Тоненькие и светлые березки сменились частым осинником, поросшим высокой травой, густо перевитой цепкими плетями мышиного гороха. Бабка Люда приняла чуть влево, где деревья росли значительно реже и не приходилось ежеминутно выдирать ноги из травяной путаницы.
В глазах зарябило от оживляемого косыми солнечными лучами красочного многоцветия: желто-лиловые столбики ивана-да-марьи, сверкающие сусальным золотом чашечки куриной слепоты, небесная синь незабудок и колокольчиков, малиновые головки лугового клевера, снежно-белые лепестки ромашки сливались в подобие восточного ковра и источали легкий изысканный аромат; кое-где попадались буйно разросшиеся кусты конского щавеля, подобно факелам горящие сочным алым огнем; несмотря на вечерний час, вокруг слышалось гулкое жужжание шмелей, из-под ног дождем прыскали кузнечики.
Наконец, миновав неглубокий, но вечно сырой и поросший в человеческий рост крапивой овраг, который почему-то именовался деревенскими «перелазом», они вышли на поляну.

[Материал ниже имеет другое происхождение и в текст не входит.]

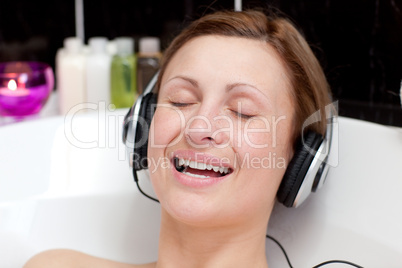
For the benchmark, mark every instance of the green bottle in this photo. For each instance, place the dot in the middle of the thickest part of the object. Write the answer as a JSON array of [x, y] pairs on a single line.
[[123, 73]]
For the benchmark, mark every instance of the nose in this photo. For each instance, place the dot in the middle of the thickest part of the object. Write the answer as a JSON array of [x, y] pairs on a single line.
[[206, 129]]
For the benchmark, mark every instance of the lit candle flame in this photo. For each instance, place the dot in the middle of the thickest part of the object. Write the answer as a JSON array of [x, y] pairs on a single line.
[[12, 85]]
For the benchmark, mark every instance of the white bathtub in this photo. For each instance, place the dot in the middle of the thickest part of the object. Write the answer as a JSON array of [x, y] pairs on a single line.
[[56, 194]]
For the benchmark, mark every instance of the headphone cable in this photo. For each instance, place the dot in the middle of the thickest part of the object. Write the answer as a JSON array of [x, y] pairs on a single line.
[[317, 266]]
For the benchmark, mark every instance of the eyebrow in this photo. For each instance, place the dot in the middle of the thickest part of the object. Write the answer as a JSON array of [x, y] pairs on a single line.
[[228, 88], [193, 82]]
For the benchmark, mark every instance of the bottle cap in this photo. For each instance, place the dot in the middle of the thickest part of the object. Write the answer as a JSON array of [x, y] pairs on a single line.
[[73, 44], [149, 45], [98, 44], [124, 45]]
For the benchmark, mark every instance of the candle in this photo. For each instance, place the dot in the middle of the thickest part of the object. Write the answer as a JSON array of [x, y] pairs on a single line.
[[24, 87], [13, 90]]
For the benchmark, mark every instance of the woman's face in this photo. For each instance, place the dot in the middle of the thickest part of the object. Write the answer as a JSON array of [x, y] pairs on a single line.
[[220, 139]]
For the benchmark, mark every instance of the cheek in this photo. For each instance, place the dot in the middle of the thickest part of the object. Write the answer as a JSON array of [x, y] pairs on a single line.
[[165, 129], [272, 135], [265, 147]]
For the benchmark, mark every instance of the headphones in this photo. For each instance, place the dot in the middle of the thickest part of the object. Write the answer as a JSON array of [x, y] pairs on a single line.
[[305, 173]]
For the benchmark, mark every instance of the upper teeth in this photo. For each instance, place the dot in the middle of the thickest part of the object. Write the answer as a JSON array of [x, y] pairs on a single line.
[[202, 166]]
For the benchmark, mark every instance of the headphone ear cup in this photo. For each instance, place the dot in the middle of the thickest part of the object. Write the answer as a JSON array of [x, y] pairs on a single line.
[[298, 167], [146, 112]]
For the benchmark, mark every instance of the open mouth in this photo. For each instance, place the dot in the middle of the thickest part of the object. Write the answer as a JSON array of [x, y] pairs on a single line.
[[200, 170]]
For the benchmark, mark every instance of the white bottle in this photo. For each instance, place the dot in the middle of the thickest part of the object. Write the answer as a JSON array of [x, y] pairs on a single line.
[[71, 76], [98, 72], [149, 56]]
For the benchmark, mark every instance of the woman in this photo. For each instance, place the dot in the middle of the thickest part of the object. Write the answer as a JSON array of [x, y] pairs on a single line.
[[234, 91]]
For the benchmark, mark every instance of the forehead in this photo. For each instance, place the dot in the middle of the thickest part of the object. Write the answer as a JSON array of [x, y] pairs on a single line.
[[229, 58]]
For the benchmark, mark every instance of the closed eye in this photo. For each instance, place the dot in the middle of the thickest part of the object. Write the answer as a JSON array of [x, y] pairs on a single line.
[[180, 104], [241, 115]]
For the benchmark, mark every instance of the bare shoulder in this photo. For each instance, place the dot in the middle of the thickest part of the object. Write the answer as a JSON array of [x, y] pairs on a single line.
[[63, 258]]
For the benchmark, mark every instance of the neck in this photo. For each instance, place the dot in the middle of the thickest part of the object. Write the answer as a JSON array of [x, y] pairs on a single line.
[[183, 245]]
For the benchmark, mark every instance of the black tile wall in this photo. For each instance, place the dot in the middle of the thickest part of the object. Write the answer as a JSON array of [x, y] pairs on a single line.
[[359, 42]]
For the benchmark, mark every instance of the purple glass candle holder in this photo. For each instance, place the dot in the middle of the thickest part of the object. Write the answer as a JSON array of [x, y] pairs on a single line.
[[25, 87]]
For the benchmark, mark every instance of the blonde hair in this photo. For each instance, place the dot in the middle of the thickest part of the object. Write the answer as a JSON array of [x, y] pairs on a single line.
[[310, 88]]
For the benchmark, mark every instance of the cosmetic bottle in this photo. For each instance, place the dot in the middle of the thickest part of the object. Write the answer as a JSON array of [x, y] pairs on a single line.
[[149, 56], [98, 72], [70, 74], [123, 73]]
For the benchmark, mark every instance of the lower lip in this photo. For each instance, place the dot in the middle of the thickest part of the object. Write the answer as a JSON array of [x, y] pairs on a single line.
[[196, 182]]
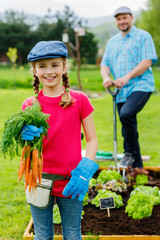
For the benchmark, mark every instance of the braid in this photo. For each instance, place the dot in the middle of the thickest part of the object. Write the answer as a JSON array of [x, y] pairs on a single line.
[[66, 99], [35, 85]]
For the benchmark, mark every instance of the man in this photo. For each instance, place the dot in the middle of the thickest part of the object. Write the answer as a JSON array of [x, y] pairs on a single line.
[[128, 57]]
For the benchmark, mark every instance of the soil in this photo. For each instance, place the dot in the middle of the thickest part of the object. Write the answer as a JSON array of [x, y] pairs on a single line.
[[97, 221]]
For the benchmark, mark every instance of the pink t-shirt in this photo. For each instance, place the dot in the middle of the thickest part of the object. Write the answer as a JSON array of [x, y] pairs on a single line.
[[62, 148]]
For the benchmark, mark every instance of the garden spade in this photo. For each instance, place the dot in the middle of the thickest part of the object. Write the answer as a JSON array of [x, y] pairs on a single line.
[[114, 94]]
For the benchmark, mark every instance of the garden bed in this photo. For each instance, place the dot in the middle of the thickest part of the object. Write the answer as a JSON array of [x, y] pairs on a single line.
[[118, 225]]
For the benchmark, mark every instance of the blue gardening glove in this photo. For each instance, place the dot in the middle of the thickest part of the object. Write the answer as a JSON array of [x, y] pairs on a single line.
[[79, 182], [31, 131]]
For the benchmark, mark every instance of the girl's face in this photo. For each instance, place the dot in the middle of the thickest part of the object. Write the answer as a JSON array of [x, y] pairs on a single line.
[[49, 72]]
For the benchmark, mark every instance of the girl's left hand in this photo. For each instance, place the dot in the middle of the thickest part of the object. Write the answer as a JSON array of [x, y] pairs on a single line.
[[120, 82]]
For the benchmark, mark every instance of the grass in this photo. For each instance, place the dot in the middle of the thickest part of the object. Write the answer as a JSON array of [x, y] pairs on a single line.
[[14, 212], [21, 77]]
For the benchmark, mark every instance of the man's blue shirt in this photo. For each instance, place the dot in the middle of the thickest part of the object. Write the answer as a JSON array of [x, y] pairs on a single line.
[[122, 54]]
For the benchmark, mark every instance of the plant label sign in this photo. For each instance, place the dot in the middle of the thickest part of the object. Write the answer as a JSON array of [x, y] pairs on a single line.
[[107, 203]]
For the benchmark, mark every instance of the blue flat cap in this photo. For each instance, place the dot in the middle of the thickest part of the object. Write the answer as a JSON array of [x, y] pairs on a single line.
[[122, 10], [48, 49]]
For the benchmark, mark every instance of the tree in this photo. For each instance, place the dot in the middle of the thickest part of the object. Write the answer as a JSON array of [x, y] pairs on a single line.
[[149, 21], [88, 44]]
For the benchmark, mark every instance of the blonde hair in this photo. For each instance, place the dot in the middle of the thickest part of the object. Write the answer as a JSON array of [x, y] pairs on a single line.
[[66, 98]]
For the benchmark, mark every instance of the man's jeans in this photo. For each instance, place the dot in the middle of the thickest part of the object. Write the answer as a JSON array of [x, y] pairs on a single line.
[[128, 116], [70, 211]]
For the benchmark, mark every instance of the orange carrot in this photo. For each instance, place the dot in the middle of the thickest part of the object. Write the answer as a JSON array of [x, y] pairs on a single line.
[[35, 166], [21, 169], [28, 163], [30, 180], [40, 164], [22, 159]]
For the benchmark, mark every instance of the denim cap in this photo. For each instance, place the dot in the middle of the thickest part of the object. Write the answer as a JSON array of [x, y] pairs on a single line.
[[47, 49], [122, 10]]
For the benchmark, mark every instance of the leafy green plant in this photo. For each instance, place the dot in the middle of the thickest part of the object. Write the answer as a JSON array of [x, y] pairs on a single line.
[[92, 236], [11, 136], [137, 176], [141, 202], [141, 180]]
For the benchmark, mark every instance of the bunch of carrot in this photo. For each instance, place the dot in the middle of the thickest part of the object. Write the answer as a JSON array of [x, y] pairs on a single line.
[[31, 167]]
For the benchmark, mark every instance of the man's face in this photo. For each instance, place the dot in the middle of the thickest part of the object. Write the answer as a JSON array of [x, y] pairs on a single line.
[[124, 22]]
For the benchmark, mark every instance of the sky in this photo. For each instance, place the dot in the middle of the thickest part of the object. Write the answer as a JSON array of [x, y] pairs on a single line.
[[82, 8]]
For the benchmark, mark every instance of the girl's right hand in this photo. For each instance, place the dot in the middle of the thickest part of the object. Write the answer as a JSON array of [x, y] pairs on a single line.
[[31, 131], [108, 82]]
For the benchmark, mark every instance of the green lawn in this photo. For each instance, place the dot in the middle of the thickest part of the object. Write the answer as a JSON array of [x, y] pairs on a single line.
[[14, 212], [21, 77]]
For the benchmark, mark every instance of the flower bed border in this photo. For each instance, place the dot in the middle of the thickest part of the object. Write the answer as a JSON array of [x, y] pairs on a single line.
[[29, 236]]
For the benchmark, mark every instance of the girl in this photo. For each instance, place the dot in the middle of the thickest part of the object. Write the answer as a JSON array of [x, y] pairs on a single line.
[[68, 109]]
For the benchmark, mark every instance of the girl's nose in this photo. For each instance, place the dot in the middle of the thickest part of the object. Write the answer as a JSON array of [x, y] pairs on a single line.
[[49, 70]]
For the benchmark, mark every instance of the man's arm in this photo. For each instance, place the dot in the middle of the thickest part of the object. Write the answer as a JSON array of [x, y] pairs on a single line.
[[105, 72], [135, 72]]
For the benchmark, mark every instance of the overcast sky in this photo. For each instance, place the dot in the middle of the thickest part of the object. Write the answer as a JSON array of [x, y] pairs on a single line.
[[82, 8]]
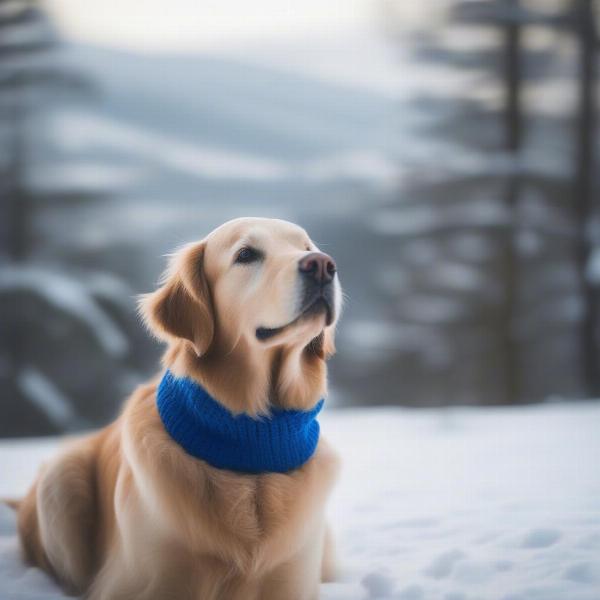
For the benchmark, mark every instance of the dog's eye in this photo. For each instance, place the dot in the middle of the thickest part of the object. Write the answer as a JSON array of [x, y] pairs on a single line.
[[247, 255]]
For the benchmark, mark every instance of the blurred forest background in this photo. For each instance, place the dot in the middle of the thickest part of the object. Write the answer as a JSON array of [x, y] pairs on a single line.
[[446, 154]]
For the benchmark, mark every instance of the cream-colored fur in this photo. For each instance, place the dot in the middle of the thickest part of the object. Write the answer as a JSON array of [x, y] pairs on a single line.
[[125, 513]]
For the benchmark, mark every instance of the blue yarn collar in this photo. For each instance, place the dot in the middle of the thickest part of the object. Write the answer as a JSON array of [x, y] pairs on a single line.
[[277, 443]]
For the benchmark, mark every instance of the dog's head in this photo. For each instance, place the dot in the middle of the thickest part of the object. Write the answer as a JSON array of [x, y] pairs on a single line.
[[252, 284]]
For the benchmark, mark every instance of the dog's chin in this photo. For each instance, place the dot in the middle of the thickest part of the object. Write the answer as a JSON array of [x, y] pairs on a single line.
[[320, 312]]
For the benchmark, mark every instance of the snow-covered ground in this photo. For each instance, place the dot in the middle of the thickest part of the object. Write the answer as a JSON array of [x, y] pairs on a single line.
[[441, 504]]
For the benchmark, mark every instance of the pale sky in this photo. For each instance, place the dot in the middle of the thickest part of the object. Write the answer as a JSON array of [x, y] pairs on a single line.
[[213, 25]]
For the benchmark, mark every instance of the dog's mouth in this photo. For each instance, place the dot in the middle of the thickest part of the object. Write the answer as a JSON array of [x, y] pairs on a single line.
[[318, 306]]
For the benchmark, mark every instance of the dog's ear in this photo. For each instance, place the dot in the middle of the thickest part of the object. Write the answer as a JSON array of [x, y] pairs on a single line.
[[182, 307]]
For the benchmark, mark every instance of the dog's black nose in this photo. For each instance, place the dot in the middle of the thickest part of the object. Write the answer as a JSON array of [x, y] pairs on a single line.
[[318, 266]]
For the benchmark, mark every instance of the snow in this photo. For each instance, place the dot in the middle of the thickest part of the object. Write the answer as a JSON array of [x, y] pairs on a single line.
[[69, 296], [433, 504]]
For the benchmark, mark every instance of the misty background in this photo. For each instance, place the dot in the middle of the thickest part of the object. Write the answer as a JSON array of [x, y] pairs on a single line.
[[445, 153]]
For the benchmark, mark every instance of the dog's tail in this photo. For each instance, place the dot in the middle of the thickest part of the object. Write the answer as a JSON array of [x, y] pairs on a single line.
[[11, 502]]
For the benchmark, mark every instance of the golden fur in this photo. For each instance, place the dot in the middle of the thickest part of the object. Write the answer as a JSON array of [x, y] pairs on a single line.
[[125, 513]]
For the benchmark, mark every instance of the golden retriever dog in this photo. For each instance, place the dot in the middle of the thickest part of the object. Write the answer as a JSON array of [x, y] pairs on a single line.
[[248, 316]]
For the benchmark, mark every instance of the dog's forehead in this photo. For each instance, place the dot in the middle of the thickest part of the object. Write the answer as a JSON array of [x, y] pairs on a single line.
[[256, 230]]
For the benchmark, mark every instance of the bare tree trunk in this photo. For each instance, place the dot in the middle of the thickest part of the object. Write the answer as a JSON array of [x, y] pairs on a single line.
[[513, 117], [584, 188]]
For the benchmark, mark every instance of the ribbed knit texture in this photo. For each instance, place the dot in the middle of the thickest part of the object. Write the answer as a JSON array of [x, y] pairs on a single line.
[[280, 442]]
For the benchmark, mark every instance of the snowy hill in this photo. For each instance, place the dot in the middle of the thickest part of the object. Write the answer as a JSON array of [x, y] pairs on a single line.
[[457, 504]]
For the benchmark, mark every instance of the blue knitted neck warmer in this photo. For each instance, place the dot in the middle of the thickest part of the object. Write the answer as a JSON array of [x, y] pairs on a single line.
[[282, 441]]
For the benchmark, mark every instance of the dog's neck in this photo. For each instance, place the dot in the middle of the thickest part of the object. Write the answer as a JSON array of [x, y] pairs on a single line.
[[244, 382], [279, 442]]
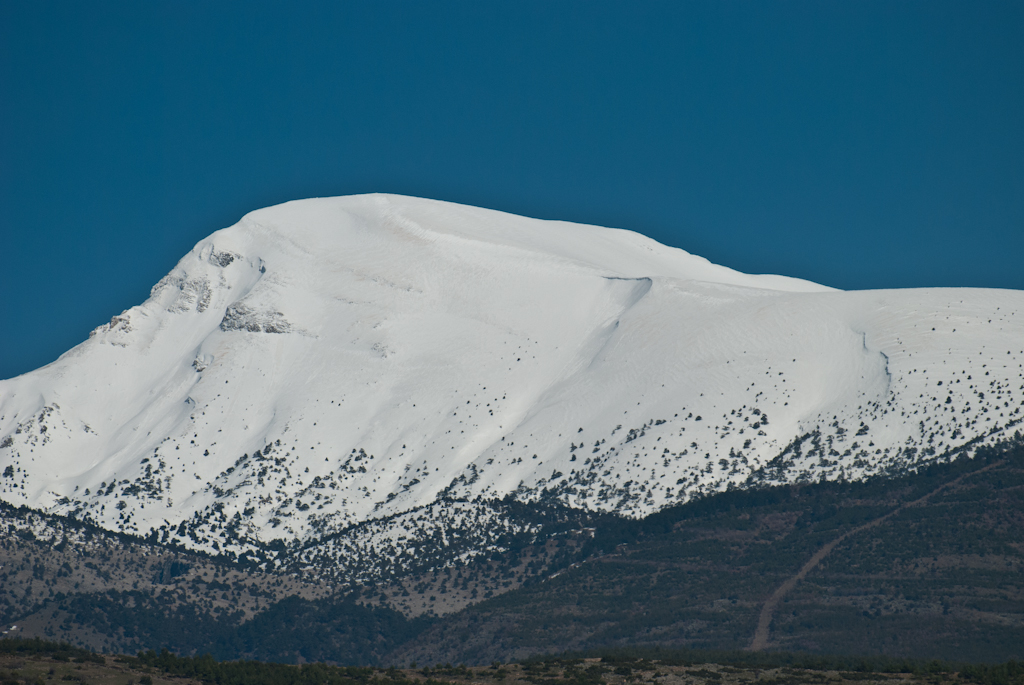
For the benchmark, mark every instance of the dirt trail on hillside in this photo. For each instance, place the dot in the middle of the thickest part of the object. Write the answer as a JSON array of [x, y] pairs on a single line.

Густой, по вечернему приятно дурманящий запах любящего влажные низины быльника и монотонное писклявое пение кровососущих тварей, которые, как показалось Алексею, на миг словно бы удивленно затихли при появлении людей, чтобы тут же возобновить свои трели с новой, алчной до чужих жизненных соков силой, свидетельствовали о том, что они достигли цели.
Пруд представлял собой собственно не столько пруд, сколько достаточно большое и на вид довольно глубокое, но сильно заболоченное озерцо. В рукотворном его происхождении, учитывая неправильную форму и изрезанные берега, Алексей сомневался. Оно обильно зеленело плотным слоем ряски, кое-где расцвеченной желтыми соцветиями кубышки, и по берегам густо заросло осокой и рогозом. В самом центре маслянисто чернел круг свободной от растительности воды (диаметром, эдак, метров пятнадцать – двадцать), на противоположном берегу виднелись остатки неизвестно зачем, кем и когда сооруженного здесь мостка, от которого через кусты ивняка и осоку в самую чащу высящихся дальше огромных разлапистых елей бежала едва заметная узкая тропка. Над водой кружили казавшиеся неестественно большими стрекозы, а когда он с бабкой Людой приблизился к берегу, то вечернюю тишину огласили мощные всплески огромных зеленых квакш, шумно прыгающих на нехотя расползающийся под их тяжестью толстый ковер ряски и водорослей.